Set Expectations Prior to Managing Them
Create a Policy for No Last Minute Changes
Any experienced designer understands that last minute changes can completely break a timeline. It is important to establish a “no last minute change” policy with clients. This will ensure the initial plan is stuck to. If a client absolutely insists on a change, be sure they understand there is an additional fee involved. This will compensate for the additional time required. When it comes time for a web designer educate clients, it must be done carefully. In some cases, it will be beneficial for a designer to have a process in place from beginning to end. This will make sure the client understands what is expected of them and what the designer will do. Having a clearly designed process will pay off and help ensure a project runs smoothly. Failure to create these requirements can lead to projects that drag on forever and in business and client relationships that simply don’t work out to everyone’s best interest.
Ready to start a Web Design Project with a New Client?
As a web designer it is always exciting to be able to welcome a new client. There are several steps this introductory process can take. First of all do not hesitate to get to know your client better. Ask a little about their personal preferences, their family life and tastes. Get to know them. This will also provide the opportunity, in the cast of a business, to discover who makes the decisions, who pays bills and who you need to deal with. A kind of housekeeping list to complete.

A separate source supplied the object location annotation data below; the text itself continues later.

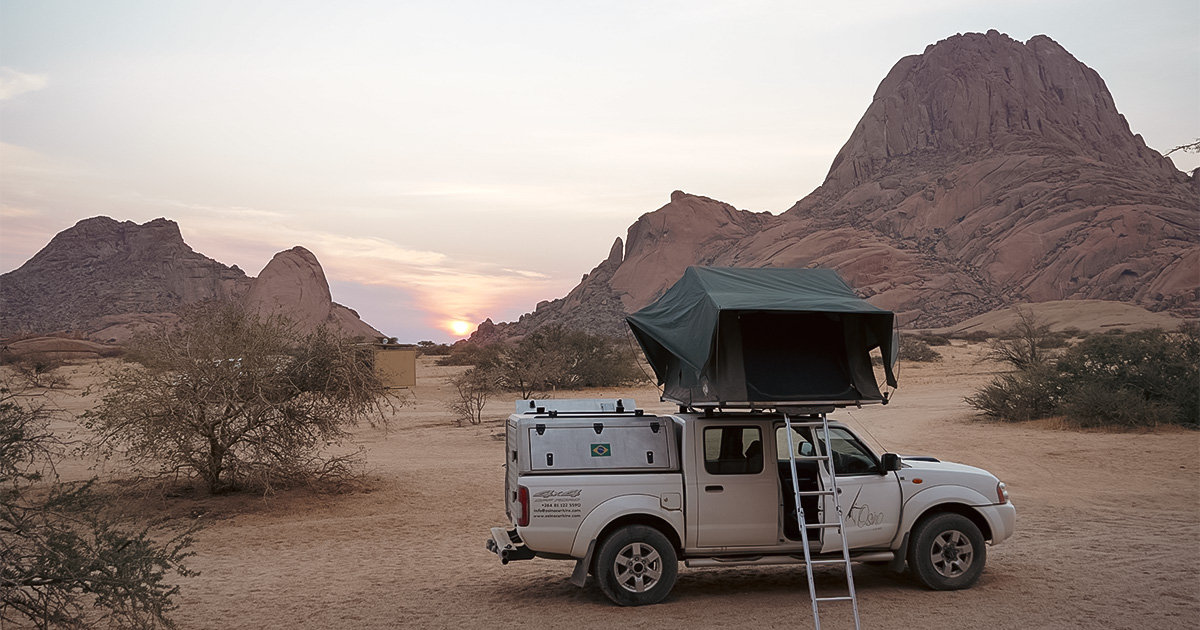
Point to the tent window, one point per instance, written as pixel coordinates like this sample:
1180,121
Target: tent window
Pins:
732,450
796,357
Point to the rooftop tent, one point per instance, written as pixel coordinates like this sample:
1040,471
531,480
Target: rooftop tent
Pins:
762,337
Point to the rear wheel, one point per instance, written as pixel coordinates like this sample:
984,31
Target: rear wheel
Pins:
636,565
947,552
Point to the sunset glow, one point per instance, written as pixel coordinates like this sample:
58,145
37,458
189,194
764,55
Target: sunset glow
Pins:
466,161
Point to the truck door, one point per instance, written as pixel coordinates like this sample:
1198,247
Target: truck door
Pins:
870,501
736,492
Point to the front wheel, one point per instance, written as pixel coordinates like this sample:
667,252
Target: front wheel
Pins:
636,567
947,552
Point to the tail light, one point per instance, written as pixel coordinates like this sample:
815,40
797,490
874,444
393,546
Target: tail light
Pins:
523,499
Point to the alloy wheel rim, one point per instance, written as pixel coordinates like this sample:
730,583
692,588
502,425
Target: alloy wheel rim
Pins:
637,567
952,553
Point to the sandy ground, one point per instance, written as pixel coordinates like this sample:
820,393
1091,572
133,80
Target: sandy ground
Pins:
1108,529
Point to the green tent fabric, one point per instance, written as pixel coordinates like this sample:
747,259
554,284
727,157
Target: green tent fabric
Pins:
757,337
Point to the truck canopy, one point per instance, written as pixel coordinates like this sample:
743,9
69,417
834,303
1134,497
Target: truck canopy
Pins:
765,337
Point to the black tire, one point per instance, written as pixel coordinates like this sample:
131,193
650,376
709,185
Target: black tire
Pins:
636,565
947,552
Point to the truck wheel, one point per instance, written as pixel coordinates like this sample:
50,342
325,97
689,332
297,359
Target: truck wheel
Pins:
636,565
947,552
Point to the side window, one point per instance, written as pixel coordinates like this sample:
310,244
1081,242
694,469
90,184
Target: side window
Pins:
799,442
850,456
732,450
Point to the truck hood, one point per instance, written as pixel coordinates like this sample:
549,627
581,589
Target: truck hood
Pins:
949,473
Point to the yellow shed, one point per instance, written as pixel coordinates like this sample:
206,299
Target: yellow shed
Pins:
396,365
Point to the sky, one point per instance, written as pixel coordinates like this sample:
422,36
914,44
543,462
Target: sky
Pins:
456,161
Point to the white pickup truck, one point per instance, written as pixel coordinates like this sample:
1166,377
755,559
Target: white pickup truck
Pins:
629,495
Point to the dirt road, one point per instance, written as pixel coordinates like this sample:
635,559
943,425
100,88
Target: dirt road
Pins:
1108,534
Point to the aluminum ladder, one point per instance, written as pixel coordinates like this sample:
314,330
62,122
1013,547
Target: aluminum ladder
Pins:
823,456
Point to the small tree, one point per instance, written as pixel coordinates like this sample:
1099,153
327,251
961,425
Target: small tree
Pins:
1025,345
63,563
40,370
239,401
473,388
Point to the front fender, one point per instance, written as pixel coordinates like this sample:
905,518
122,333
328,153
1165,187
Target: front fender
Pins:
618,507
927,499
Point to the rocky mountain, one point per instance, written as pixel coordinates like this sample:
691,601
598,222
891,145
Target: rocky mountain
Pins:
985,172
106,279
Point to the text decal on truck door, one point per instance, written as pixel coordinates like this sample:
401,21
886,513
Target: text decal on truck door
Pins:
558,504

When it comes time for a web designer to educate a new or even existing client, it must be done carefully. In some cases, it will be beneficial for a designer to have a process in place from beginning to end. This will make sure the client understands what is expected of them and what the designer will do. Having a clearly designed process will pay off and help ensure a project runs smoothly. Failure to create these requirements can lead to projects that drag on forever and in business and client relationships that simply don’t work out to everyone’s best interest.
To add to a web designer competence there are certain steps to take to be able to quote for a project. Gather as much information as possible about the project. If it’s a refresh of a site make sure you get logins in order to take a peak under the bonnet so to speak so as not to face unpleasant and expensive surprise at a later stage.
Make sure you know how many page templates need to be designed and how many pages of existing content will need to be migrated from the old site if this is required. A wireframe of the home page will help you discover how complex the site will be and a comprehensive site map will advise you on templates and inner page requirement.
Once your quote has been accepted there are a number of steps you should make a note of. Here is a great article that provides you with an excellent analysis of what to is required for a sophisticated web design process. Of course for many freelance web designers several of these steps are out of their scope of expertise or in most cases the fees they can charge their clients cannot in any way cover the work involved.
Regrettably web design has become such a commodity that clients are under the impression that a wand can be waved and a website magically will appear. And for waving a want a fee of $200 is more than enough. As any web designer knows, and even those creating their own website using such ‘easy’ online services as Suarespace or Wix, a website is anything but easy and completed in a wand wave. It takes considerable knowledge, application and hard work to be able to deliver a professional website. And why would you have anything else?